Open the notebook in SageMaker Studio Lab

深度学习框架（例如，MxNet、飞桨和PyTorch）会在后端自动构建计算图。利用计算图，系统可以了解所有依赖关系，并且可以选择性地并行执行多个不相互依赖的任务以提高速度。例如， 12.2节中的图12.2.2独立初始化两个变量。因此，系统可以选择并行执行它们。

通常情况下单个操作符将使用所有CPU或单个GPU上的所有计算资源。例如，即使在一台机器上有多个CPU处理器，dot操作符也将使用所有CPU上的所有核心（和线程）。这样的行为同样适用于单个GPU。因此，并行化对单设备计算机来说并不是很有用，而并行化对于多个设备就很重要了。虽然并行化通常应用在多个GPU之间，但增加本地CPU以后还将提高少许性能。例如， (Hadjis et al., 2016)则把结合GPU和CPU的训练应用到计算机视觉模型中。借助自动并行化框架的便利性，我们可以依靠几行Python代码实现相同的目标。对自动并行计算的讨论主要集中在使用CPU和GPU的并行计算上，以及计算和通信的并行化内容。

请注意，本节中的实验至少需要两个GPU来运行。

mxnet pytorch paddle

from mxnet import np, npx
from d2l import mxnet as d2l

npx.set_np()

import torch
from d2l import torch as d2l

import warnings
from d2l import paddle as d2l

warnings.filterwarnings("ignore")
import numpy as np
import paddle

12.3.1. 基于GPU的并行计算¶

从定义一个具有参考性的用于测试的工作负载开始：下面的run函数将执行\(10\)次矩阵－矩阵乘法时需要使用的数据分配到两个变量（x_gpu1和x_gpu2）中，这两个变量分别位于选择的不同设备上。

mxnet pytorch paddle

devices = d2l.try_all_gpus()
def run(x):
    return [x.dot(x) for _ in range(50)]

x_gpu1 = np.random.uniform(size=(4000, 4000), ctx=devices[0])
x_gpu2 = np.random.uniform(size=(4000, 4000), ctx=devices[1])

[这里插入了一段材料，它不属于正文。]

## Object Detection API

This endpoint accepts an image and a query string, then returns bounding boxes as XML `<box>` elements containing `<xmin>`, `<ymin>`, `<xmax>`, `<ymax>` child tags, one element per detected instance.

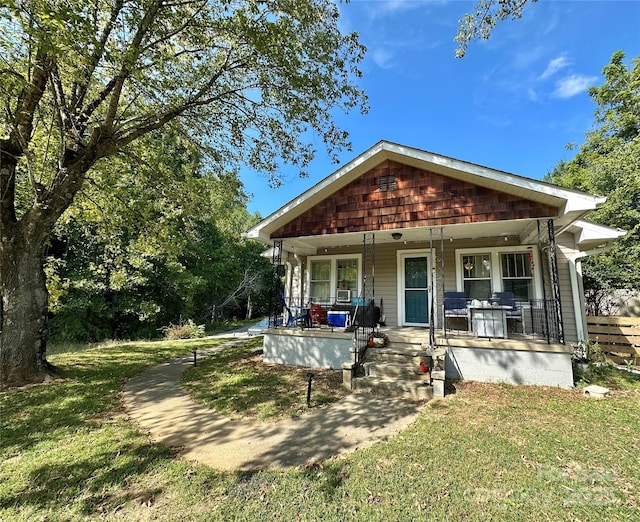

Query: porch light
<box><xmin>392</xmin><ymin>232</ymin><xmax>402</xmax><ymax>240</ymax></box>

[07:07:25] ../src/storage/storage.cc:196: Using Pooled (Naive) StorageManager for GPU
[07:07:26] ../src/storage/storage.cc:196: Using Pooled (Naive) StorageManager for GPU

现在使用函数来处理数据。通过在测量之前需要预热设备（对设备执行一次传递）来确保缓存的作用不影响最终的结果。

run(x_gpu1)  # 预热设备
run(x_gpu2)
npx.waitall()

with d2l.Benchmark('GPU1 时间'):
    run(x_gpu1)
    npx.waitall()

with d2l.Benchmark('GPU2 时间'):
    run(x_gpu2)
    npx.waitall()

GPU1 时间: 0.5143 sec
GPU2 时间: 0.5075 sec

如果删除两个任务之间的waitall语句，系统就可以在两个设备上自动实现并行计算。

with d2l.Benchmark('GPU1 & GPU2'):
    run(x_gpu1)
    run(x_gpu2)
    npx.waitall()

GPU1 & GPU2: 0.5886 sec

devices = d2l.try_all_gpus()
def run(x):
    return [x.mm(x) for _ in range(50)]

x_gpu1 = torch.rand(size=(4000, 4000), device=devices[0])
x_gpu2 = torch.rand(size=(4000, 4000), device=devices[1])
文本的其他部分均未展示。